Self-Sustainable Metasurface-Assisted mmWave Indoor Communication System

TL;DR

This paper proposes a self-sustainable metasurface system for indoor mmWave communication that balances performance, coverage, and operating costs, using an optimization algorithm to enhance data rates.

Contribution

It introduces a novel self-sustainable metasurface design and a joint optimization algorithm for indoor mmWave systems, addressing cost and reconfigurability challenges.

Findings

SSMs outperform SMS in small environments with tight budgets.

The proposed algorithm effectively maximizes minimum data rate.

Self-sustainable metasurfaces reduce operating costs compared to RIS.

Abstract

In the design of a metasurface-assisted system for indoor environments, it is essential to take into account not only the performance gains and coverage extension provided by the metasurface but also the operating costs brought by its reconfigurability, such as powering and cabling.
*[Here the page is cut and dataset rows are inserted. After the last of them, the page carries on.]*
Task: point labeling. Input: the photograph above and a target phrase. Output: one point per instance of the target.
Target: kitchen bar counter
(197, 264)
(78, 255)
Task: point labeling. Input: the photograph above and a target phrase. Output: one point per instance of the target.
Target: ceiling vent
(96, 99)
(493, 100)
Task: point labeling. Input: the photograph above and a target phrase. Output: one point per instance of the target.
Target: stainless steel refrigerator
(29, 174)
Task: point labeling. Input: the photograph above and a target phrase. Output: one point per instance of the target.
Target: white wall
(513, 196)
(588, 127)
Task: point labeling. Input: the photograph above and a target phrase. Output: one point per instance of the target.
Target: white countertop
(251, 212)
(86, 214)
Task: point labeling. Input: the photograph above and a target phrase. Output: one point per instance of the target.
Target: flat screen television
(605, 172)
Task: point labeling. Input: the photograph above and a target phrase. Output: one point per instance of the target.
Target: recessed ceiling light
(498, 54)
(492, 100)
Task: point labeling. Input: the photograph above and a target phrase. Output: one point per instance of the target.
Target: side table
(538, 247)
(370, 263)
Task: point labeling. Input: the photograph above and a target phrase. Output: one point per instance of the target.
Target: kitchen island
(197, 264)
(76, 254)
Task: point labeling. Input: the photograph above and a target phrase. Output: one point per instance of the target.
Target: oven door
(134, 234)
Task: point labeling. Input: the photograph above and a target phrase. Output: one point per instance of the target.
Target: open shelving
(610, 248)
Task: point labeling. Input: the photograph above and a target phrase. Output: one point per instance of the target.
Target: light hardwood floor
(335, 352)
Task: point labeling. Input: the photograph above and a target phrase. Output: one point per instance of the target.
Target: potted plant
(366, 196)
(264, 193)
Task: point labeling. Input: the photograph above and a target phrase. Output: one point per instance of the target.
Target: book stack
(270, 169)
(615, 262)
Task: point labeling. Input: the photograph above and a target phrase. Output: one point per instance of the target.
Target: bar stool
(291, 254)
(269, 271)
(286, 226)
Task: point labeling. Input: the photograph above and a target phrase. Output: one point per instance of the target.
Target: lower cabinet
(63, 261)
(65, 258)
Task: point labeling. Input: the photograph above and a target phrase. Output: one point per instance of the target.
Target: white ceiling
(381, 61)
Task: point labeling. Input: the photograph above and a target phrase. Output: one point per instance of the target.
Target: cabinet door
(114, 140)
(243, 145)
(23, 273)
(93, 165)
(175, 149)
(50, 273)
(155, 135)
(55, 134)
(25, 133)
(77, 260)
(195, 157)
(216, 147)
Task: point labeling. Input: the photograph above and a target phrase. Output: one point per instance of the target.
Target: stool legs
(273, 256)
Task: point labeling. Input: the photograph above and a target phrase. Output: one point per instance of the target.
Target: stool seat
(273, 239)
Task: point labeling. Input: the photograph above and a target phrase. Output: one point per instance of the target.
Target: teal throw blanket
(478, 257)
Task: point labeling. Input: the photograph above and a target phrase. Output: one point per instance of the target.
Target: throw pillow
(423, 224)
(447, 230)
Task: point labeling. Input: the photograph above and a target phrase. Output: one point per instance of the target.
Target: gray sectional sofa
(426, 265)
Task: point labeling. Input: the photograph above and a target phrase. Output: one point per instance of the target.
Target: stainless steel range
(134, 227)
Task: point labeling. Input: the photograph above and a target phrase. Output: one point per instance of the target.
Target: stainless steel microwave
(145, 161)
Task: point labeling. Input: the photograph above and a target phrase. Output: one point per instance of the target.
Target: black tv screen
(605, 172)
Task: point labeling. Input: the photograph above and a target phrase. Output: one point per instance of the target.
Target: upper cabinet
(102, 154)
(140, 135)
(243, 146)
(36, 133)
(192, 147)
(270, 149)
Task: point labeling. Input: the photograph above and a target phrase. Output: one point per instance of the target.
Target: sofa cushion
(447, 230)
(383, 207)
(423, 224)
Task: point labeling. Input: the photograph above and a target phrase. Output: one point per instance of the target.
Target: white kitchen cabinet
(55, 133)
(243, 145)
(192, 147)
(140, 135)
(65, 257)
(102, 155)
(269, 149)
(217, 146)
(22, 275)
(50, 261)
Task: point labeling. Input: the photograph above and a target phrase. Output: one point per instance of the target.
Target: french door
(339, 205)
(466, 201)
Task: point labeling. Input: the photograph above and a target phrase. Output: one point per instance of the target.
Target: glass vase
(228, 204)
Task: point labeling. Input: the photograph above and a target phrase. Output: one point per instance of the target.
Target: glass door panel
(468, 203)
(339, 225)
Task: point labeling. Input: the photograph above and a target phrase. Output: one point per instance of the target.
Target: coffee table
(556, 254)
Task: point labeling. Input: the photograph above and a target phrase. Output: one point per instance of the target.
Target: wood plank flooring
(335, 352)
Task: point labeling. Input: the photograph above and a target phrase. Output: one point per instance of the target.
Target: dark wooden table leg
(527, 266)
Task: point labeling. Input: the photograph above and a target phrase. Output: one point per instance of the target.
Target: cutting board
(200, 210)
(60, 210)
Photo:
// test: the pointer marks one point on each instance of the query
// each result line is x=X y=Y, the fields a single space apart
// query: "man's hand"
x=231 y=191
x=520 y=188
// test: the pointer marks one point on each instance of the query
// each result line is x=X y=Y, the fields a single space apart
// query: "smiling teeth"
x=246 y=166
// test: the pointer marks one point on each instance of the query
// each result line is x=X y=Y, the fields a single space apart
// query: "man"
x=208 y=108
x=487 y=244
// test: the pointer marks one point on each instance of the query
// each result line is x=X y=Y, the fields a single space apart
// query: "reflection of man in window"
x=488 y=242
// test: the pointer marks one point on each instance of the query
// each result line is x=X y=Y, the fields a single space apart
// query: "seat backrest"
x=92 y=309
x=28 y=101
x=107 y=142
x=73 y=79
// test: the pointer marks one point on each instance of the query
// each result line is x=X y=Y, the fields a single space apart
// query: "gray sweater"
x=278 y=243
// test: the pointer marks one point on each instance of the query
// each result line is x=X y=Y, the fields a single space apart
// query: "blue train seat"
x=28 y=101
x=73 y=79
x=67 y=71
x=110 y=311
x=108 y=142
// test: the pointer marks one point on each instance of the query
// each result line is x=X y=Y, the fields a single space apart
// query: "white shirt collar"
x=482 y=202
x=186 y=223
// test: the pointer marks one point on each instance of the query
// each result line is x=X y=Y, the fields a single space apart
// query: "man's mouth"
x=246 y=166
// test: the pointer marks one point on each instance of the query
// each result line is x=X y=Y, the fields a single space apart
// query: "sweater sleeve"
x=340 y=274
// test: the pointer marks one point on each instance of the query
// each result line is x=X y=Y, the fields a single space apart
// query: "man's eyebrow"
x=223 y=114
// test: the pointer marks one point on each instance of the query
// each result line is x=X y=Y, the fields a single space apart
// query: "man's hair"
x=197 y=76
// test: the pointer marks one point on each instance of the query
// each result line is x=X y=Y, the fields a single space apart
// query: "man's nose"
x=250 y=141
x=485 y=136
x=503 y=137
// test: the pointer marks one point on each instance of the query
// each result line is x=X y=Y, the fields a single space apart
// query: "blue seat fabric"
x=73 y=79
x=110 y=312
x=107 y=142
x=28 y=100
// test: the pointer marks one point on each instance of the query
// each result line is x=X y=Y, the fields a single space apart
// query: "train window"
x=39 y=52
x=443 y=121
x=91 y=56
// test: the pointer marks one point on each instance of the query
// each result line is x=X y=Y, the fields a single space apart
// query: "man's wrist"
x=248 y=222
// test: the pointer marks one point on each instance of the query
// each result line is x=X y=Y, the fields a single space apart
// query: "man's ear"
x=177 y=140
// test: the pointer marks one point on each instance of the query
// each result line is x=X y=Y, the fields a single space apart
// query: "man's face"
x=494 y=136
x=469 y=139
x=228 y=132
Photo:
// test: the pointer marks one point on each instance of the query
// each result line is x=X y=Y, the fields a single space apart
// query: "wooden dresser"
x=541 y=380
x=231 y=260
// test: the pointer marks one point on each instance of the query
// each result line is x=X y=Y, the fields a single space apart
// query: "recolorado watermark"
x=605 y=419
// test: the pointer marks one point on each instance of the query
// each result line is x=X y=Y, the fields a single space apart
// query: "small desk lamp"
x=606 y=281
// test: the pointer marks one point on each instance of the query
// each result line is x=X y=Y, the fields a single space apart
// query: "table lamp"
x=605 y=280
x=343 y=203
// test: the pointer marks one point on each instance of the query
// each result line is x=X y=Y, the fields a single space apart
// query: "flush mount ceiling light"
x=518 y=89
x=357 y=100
These costs can present challenges, particularly in indoor dense spaces (IDSs). A self-sustainable metasurface (SSM), which retains reconfigurability unlike a static metasurface (SMS), achieves a lower operating cost than a reconfigurable intelligent surface (RIS) by being self-sustainable through power harvesting. In this paper, in order to find a better trade-off between metasurface gain, coverage, and operating cost, the design and performance of an SSM-assisted indoor mmWave communication system are investigated. We first simplify the design of the SSM-assisted system by considering the use of SSMs in a preset-based manner and the formation of coverage groups by associating SSMs with the closest user equipments (UEs). We propose a two-stage iterative algorithm to maximize the minimum data rate in the system by jointly deciding the association between the UEs and the SSMs, the phase-shifts of the SSMs, and allocating time resources for each UE. The non-convexities that exist in the proposed optimization problem are tackled using the feasible point pursuit successive convex approximation method and the concave-convex procedure. To understand the best scenario for using SSM, the resulting performance is compared with that achieved with RIS and SMS. Our numerical results indicate that SSMs are best utilized in a small environment where self-sustainability is easier to achieve when the budget for operating costs is tight.